A monotonicity formula for a classical free boundary problem
Aram Karakhanyan
TL;DR
We address a free boundary problem for local minimizers of $J(u)=\int_{\Omega}|\nabla u|^2+\lambda\,\chi_{\{u>0\}}$ by constructing a monotone density $K(r)=\frac{1}{|B_r|}\int_{B_r}\chi_{\{u>0\}}$. The approach combines a generalized maximum-principle framework with blow-up analysis, showing that $K(r)$ is nondecreasing and that blow-up limits are homogeneous of degree one; equality characterizes conical positivity sets.

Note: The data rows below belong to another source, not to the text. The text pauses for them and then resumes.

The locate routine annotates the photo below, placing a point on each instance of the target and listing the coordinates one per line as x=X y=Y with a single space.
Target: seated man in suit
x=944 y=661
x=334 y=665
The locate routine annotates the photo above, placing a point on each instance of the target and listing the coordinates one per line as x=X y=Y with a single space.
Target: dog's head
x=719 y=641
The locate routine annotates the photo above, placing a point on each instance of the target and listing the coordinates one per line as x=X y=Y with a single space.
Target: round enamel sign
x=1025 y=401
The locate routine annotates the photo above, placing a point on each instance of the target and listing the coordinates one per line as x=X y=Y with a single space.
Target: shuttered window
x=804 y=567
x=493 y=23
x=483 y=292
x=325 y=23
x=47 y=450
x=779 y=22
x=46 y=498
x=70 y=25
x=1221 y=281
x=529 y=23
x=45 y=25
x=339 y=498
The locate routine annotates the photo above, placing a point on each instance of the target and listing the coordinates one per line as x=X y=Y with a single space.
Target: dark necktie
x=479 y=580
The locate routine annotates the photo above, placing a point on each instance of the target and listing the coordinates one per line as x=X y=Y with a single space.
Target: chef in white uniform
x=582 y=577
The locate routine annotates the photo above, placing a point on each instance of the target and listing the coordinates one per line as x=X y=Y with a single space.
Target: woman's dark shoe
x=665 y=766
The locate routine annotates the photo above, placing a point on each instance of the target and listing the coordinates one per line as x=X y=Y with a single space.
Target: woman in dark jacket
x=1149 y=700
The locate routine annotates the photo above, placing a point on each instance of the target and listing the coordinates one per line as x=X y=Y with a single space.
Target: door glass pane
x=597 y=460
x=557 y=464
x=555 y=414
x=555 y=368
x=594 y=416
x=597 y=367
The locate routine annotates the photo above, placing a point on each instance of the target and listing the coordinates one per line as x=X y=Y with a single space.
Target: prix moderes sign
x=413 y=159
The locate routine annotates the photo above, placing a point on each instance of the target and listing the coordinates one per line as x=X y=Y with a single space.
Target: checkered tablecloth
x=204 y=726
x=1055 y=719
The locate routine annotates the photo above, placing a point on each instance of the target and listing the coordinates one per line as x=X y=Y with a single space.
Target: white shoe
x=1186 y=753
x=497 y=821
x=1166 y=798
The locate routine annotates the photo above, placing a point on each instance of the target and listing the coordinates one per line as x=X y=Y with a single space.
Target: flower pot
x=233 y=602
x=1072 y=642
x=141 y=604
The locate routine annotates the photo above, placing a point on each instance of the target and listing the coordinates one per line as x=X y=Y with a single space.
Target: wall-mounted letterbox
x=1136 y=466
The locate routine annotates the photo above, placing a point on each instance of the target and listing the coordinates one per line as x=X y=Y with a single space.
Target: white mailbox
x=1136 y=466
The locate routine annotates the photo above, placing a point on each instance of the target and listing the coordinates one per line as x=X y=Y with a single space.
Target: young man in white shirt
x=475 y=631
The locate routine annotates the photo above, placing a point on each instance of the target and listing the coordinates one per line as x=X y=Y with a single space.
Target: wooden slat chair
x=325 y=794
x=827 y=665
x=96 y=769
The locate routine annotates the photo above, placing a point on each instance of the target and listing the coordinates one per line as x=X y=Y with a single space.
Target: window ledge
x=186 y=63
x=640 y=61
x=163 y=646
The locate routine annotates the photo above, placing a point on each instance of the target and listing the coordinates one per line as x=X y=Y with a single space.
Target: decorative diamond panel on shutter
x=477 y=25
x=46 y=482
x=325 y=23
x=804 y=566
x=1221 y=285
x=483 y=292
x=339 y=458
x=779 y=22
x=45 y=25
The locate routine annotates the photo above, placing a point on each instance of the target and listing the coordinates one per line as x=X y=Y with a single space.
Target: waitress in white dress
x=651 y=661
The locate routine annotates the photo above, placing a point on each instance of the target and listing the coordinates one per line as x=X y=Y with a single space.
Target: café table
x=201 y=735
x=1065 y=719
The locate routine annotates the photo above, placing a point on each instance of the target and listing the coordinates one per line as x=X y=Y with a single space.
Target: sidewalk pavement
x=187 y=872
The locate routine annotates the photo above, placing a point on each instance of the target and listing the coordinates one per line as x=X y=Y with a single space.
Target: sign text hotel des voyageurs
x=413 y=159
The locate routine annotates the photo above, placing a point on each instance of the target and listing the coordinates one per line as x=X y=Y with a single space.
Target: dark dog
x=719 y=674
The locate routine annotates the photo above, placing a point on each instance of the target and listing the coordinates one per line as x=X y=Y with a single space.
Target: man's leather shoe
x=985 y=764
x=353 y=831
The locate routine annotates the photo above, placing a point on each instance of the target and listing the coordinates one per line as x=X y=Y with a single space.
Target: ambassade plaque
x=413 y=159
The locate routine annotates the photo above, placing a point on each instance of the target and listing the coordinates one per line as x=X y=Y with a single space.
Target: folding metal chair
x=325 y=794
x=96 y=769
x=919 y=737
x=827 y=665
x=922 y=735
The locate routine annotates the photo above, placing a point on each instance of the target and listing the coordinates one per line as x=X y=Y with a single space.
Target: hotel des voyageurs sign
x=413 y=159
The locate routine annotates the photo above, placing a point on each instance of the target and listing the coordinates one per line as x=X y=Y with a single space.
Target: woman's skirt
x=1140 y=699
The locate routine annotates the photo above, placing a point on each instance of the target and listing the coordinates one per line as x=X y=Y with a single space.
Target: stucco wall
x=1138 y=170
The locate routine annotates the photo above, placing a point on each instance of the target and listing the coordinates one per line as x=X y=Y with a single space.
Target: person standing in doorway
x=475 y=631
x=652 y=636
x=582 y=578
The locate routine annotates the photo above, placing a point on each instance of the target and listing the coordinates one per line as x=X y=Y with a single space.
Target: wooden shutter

The analysis hinges on a function $w=\nabla u\cdot x-u$ satisfying $a_{ij}w_{ij}=b\cdot\nabla w$, and a case-by-case study (Cases 1–3) to force the vanishing of a key parameter $\ell^2$, with an Appendix establishing mean-curvature/regularity consequences at regular free-boundary points. Overall, the paper provides a robust monotonicity formula for a classical free boundary problem and clarifies the structure and rigidity of blow-up limits.
Abstract
We construct a monotonicity formula for the free boundary problem of the form $Δu=μ$, where $μ$ is a Radon measure. It implies that the blow up limits of solutions are homogenous functions of degree one. The first formula is new even for classical Laplace operator. Our method of proof uses a careful application of the strong maximum principle.